Essa possibilidade depende um pouco do nível socioeconômico das meninas, porque elas precisam ter inglês e arcar com outros custos, como passagem e visto, mesmo com bolsa integral”, pontua. Algumas das alunas da Uai, fundada em 2010, continuam na carreira esportiva depois de anos, enquanto outras aproveitam a chance de estudar no exterior com uma bolsa para seguir outros caminhos profissionais.

Serafini treina no máximo 20 alunas por vez em cada equipe e, recentemente, abriu uma turma para meninas menores de 13 anos sem foco na mudança de país, somente na diversão. “Hoje, tenho fila de espera das mais novas. A Copa de 2019 aumentou o interesse, e a deste ano deu uma revigorada no tema”, conclui.

 

Projeto ensina futebol de graça para meninas no Alto Vera Cruz

Dedicar-se ao futebol profissional exige tempo e, muitas vezes, dinheiro. O Aspra/Projeto Social Futebol É Vida tenta contornar a dificuldade financeira de meninas que sonham com uma carreira em campo e oferece aulas gratuitas no Alto Vera Cruz, na região Leste de Belo Horizonte. Ele é uma parceria com a Associação dos Praças Policiais e Bombeiros Militares de Minas Gerais (Aspra/PMBM).
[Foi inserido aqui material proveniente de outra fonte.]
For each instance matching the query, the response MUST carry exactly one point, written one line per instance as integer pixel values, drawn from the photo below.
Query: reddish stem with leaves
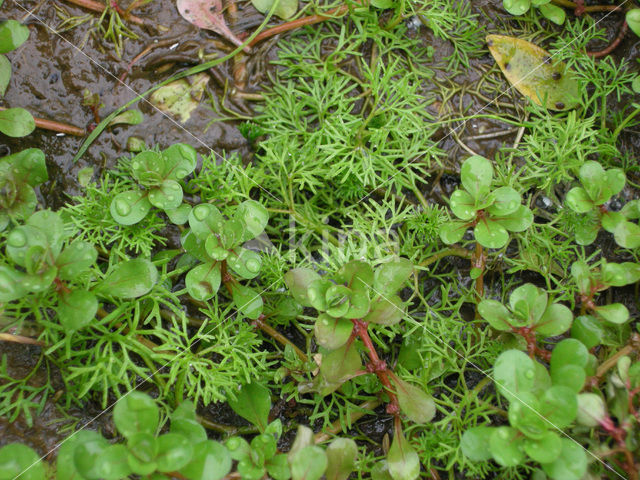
(376, 365)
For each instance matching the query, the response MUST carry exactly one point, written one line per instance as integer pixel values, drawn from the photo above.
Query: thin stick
(99, 7)
(336, 427)
(8, 337)
(56, 126)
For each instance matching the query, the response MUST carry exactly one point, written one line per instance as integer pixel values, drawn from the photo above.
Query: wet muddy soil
(51, 72)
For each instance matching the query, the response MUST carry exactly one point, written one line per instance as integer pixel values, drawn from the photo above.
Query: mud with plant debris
(51, 72)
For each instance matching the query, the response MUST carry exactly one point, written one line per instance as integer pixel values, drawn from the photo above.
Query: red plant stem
(618, 434)
(301, 22)
(379, 367)
(479, 261)
(8, 337)
(99, 7)
(56, 126)
(613, 45)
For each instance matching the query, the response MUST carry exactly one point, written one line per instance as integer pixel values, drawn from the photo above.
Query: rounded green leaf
(167, 196)
(129, 279)
(544, 449)
(174, 452)
(316, 293)
(591, 410)
(611, 220)
(16, 122)
(553, 13)
(341, 458)
(491, 234)
(505, 444)
(203, 281)
(524, 414)
(569, 352)
(148, 168)
(75, 259)
(298, 281)
(633, 20)
(514, 373)
(5, 74)
(189, 429)
(516, 7)
(247, 301)
(593, 176)
(452, 232)
(570, 376)
(495, 314)
(76, 310)
(528, 302)
(253, 403)
(555, 321)
(588, 330)
(385, 311)
(332, 333)
(204, 220)
(210, 461)
(403, 461)
(180, 215)
(414, 402)
(571, 464)
(181, 160)
(308, 463)
(65, 464)
(339, 365)
(11, 287)
(506, 201)
(462, 205)
(246, 263)
(559, 405)
(130, 207)
(615, 313)
(254, 216)
(12, 35)
(578, 200)
(517, 221)
(475, 443)
(476, 175)
(19, 462)
(136, 413)
(627, 235)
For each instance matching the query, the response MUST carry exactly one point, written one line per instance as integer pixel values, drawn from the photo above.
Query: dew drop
(253, 265)
(122, 208)
(200, 212)
(17, 239)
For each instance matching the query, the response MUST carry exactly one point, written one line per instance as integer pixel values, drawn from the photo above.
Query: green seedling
(530, 313)
(598, 186)
(633, 20)
(541, 405)
(547, 9)
(44, 261)
(159, 174)
(590, 282)
(20, 173)
(14, 122)
(492, 213)
(217, 242)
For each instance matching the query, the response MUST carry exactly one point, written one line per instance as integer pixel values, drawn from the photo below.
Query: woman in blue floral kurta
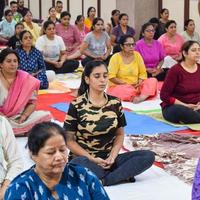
(51, 177)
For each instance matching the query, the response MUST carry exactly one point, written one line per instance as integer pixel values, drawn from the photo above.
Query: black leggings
(181, 114)
(68, 67)
(126, 166)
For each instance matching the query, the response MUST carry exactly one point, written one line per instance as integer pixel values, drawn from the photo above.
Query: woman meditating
(18, 92)
(69, 33)
(180, 92)
(95, 131)
(171, 41)
(52, 177)
(122, 29)
(96, 45)
(127, 68)
(152, 52)
(31, 59)
(11, 161)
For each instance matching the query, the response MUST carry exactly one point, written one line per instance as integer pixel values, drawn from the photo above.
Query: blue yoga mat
(136, 123)
(145, 125)
(61, 106)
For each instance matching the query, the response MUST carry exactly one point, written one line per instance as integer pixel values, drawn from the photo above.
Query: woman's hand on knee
(99, 161)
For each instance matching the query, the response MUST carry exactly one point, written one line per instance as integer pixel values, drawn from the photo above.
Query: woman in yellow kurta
(127, 68)
(30, 26)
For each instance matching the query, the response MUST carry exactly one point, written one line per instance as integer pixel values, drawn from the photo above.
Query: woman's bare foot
(140, 98)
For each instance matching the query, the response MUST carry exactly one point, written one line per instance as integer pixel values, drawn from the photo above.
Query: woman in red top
(181, 89)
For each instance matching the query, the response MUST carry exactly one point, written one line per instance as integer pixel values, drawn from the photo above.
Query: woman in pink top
(69, 33)
(171, 41)
(152, 52)
(180, 93)
(82, 29)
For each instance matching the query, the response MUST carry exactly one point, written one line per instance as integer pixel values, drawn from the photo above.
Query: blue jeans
(126, 166)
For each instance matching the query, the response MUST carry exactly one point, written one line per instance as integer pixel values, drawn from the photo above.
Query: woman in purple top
(152, 52)
(196, 184)
(69, 33)
(181, 89)
(121, 29)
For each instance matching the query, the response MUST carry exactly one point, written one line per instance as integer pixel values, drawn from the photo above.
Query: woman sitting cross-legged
(180, 92)
(53, 49)
(11, 160)
(52, 177)
(31, 59)
(95, 130)
(127, 71)
(18, 94)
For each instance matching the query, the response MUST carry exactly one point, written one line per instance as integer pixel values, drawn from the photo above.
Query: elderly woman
(171, 41)
(18, 94)
(96, 45)
(127, 68)
(51, 177)
(91, 13)
(11, 162)
(32, 27)
(152, 52)
(95, 124)
(52, 15)
(14, 41)
(82, 29)
(31, 59)
(189, 32)
(69, 33)
(164, 18)
(7, 27)
(180, 93)
(119, 30)
(53, 50)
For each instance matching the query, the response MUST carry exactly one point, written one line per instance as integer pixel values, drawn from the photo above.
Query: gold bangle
(24, 114)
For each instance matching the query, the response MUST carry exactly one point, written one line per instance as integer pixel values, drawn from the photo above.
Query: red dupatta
(19, 93)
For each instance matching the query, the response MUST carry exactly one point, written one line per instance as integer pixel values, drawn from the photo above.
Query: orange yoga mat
(46, 100)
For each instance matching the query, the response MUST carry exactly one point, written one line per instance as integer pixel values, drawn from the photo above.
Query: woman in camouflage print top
(95, 124)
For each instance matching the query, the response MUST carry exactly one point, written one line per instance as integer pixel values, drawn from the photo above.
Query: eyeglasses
(129, 44)
(150, 30)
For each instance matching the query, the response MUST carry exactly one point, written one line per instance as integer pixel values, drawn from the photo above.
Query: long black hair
(89, 67)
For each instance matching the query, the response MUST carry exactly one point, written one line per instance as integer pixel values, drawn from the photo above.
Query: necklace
(8, 82)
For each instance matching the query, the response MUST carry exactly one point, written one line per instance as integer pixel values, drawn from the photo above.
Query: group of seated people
(93, 130)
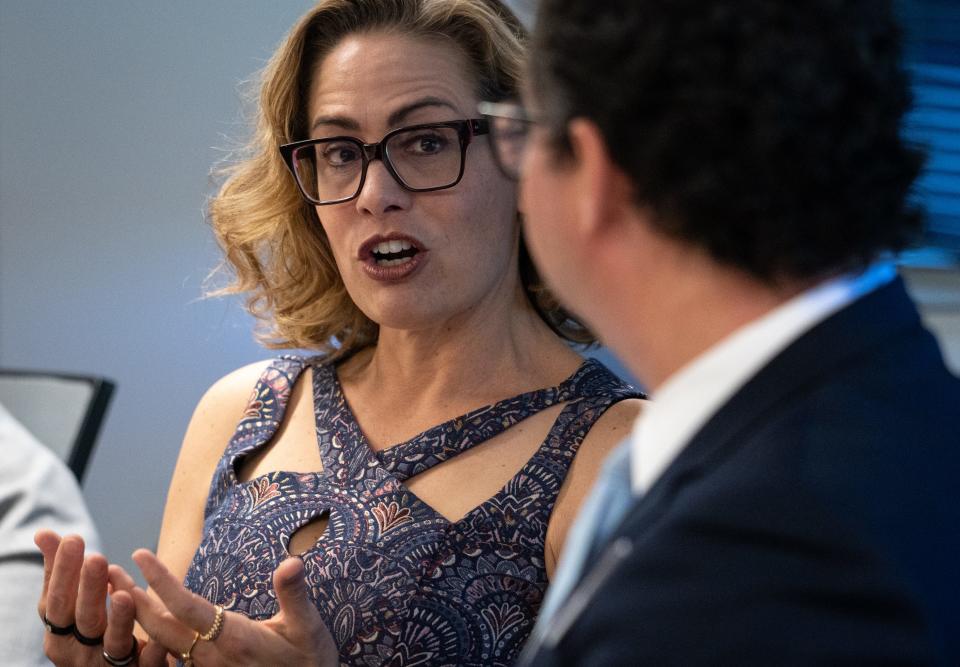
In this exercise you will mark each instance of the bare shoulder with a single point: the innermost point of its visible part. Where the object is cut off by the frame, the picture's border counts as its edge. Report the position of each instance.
(211, 427)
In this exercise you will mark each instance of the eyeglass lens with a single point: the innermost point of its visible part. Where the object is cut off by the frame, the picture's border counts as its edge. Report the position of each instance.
(422, 159)
(509, 138)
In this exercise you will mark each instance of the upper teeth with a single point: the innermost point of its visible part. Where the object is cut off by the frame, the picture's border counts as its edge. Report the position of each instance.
(395, 245)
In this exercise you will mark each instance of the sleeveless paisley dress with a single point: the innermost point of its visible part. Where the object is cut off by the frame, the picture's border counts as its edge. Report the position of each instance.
(396, 582)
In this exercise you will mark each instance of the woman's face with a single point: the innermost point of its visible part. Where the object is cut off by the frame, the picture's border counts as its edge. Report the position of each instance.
(413, 260)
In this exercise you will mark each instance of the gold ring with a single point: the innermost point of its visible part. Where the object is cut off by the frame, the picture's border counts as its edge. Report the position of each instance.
(185, 656)
(217, 626)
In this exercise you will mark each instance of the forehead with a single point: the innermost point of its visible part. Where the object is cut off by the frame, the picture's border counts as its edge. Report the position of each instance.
(366, 77)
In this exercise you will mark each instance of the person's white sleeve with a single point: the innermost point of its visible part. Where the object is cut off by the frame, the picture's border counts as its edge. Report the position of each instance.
(36, 491)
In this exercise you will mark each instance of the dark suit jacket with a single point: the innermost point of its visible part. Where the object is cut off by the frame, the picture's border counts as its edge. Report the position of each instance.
(815, 519)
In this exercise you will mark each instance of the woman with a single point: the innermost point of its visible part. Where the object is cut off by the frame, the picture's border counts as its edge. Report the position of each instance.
(445, 400)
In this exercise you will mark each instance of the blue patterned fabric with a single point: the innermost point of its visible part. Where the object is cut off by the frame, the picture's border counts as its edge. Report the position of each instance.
(396, 582)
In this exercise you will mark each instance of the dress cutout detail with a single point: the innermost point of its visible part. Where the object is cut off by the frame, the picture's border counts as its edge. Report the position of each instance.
(396, 582)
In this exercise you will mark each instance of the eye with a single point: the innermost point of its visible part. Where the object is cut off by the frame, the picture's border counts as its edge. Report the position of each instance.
(339, 153)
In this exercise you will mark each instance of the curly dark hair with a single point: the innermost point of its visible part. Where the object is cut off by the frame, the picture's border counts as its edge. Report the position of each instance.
(767, 132)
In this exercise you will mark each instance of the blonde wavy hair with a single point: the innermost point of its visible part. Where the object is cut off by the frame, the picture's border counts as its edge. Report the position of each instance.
(272, 238)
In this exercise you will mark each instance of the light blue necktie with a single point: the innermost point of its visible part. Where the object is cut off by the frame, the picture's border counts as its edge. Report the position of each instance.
(600, 515)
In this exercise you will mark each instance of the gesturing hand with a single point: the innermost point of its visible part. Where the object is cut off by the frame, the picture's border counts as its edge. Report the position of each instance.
(177, 619)
(73, 604)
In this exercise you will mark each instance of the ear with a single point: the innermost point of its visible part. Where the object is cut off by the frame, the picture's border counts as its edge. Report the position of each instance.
(603, 189)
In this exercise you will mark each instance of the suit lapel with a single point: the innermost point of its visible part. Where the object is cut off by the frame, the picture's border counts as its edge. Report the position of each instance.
(852, 334)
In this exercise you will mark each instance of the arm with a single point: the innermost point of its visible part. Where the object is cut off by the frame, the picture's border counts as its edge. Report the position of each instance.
(609, 431)
(211, 427)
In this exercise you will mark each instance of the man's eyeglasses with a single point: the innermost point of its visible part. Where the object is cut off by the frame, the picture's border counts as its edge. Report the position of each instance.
(420, 158)
(509, 128)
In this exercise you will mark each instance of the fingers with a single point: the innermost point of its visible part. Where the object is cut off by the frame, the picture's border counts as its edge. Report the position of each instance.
(118, 637)
(291, 588)
(48, 542)
(61, 597)
(119, 578)
(153, 655)
(91, 609)
(304, 627)
(159, 623)
(189, 608)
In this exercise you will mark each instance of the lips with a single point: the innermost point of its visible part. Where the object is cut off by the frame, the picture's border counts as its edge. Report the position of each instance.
(391, 257)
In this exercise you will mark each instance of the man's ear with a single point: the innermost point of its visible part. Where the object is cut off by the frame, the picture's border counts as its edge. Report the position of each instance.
(603, 189)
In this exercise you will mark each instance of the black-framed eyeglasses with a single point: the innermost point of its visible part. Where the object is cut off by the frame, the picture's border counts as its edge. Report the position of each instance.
(420, 158)
(509, 127)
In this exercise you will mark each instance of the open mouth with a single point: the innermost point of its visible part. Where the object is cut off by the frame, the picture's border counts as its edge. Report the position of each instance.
(394, 252)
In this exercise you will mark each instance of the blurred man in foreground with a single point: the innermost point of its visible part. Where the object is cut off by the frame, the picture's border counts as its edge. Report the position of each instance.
(716, 188)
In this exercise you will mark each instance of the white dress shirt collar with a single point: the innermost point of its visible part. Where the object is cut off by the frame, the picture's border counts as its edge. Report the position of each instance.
(688, 398)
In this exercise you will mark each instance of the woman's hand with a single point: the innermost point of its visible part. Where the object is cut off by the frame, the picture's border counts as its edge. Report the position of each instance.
(177, 618)
(73, 604)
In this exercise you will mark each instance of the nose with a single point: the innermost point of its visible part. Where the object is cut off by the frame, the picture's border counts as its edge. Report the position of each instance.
(381, 193)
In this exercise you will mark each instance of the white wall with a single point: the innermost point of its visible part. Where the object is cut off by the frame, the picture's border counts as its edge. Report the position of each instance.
(111, 116)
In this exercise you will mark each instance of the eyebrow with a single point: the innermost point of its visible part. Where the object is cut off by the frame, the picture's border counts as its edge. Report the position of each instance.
(393, 120)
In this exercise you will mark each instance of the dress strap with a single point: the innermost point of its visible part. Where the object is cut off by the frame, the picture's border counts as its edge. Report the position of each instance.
(592, 380)
(260, 420)
(266, 407)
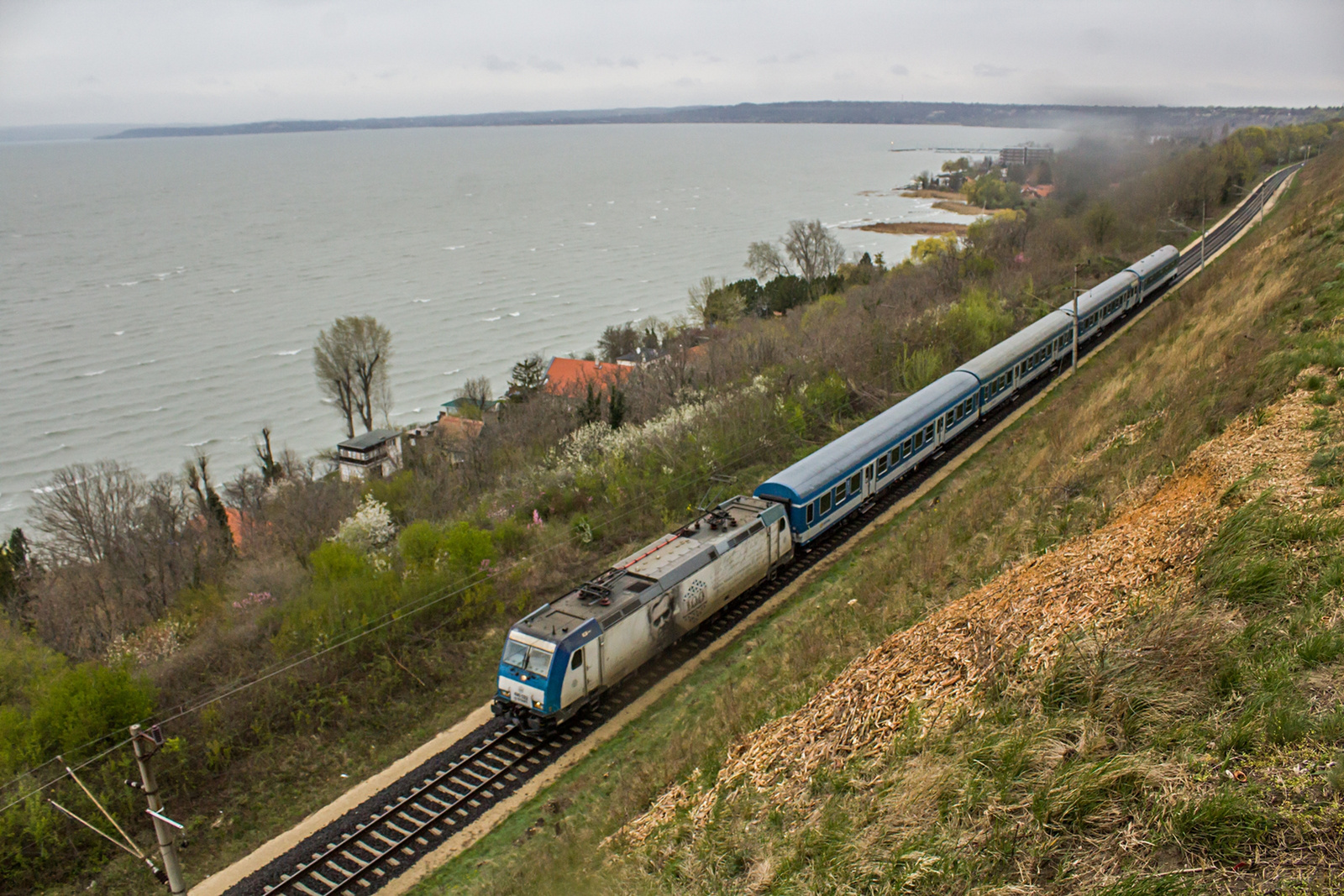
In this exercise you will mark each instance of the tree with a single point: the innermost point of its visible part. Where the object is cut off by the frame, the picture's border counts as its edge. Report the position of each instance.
(526, 378)
(591, 411)
(477, 392)
(13, 577)
(351, 363)
(207, 499)
(272, 470)
(1100, 222)
(89, 511)
(813, 250)
(716, 302)
(617, 342)
(616, 409)
(765, 261)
A iniciativa foi criada em 2009 pelo educador físico e servidor público Wesley Teixeira e sua esposa. Atualmente, ensina 70 meninas — 30 de até 13 anos no futsal, e 40 de até 20 anos no gramado. “Elas ganham até o uniforme. Quando começamos o projeto, não encontramos uma escolinha voltada para a base feminina em BH, só colégios particulares que tinham uma estrutura muito boa para futsal”, relembra Wesley. “Devagar, a valorização das atletas está crescendo”.

 

Meninas que jogam futebol representam reparação por décadas de preconceito

Depois de matricular a filha Ester na aula de futebol, a professora Eliane, do início desta reportagem, também decidiu se dar uma chance e se matriculou em uma turma de futebol para viver a experiência que não teve na infância. É uma realidade comum de muitas alunas adultas, concorda Lúdy Rodrigues, da Lobas Academy — ela mesma relata que viveu um pouco disso.“Meus pais nunca me proibiram de jogar, mas também nunca facilitaram minha vida me levando e buscando, por exemplo. Foi uma jornada muito solitária nesse ponto”.

Ela se emociona ao analisar como essa realidade tem mudado — ainda que lentamente.

A maioria das pessoas que levam as meninas para a escola são homens. Pais, avós, tios. É um movimento incrível. Antes, os pais achavam que as meninas não jogavam futebol. Agora, visualizam que elas podem ser jogadoras. Tem pai que treina com a filha em casa”, comemora.

A coordenadora do futebol feminino do América, Luiza Parreiras, rememora que, na adolescência, recebeu uma oportunidade que um menino, provavelmente, jamais recusaria.

Aos 15 anos, tive a oferta de uma bolsa para jogar futebol nos EUA, mas meus pais perguntaram ‘jogar futebol para quê? Você tem que estudar’. Imagino e vejo que, hoje, o contexto seria bem diferente. As pessoas estão se especializando e o futebol feminino é profissão”, finaliza.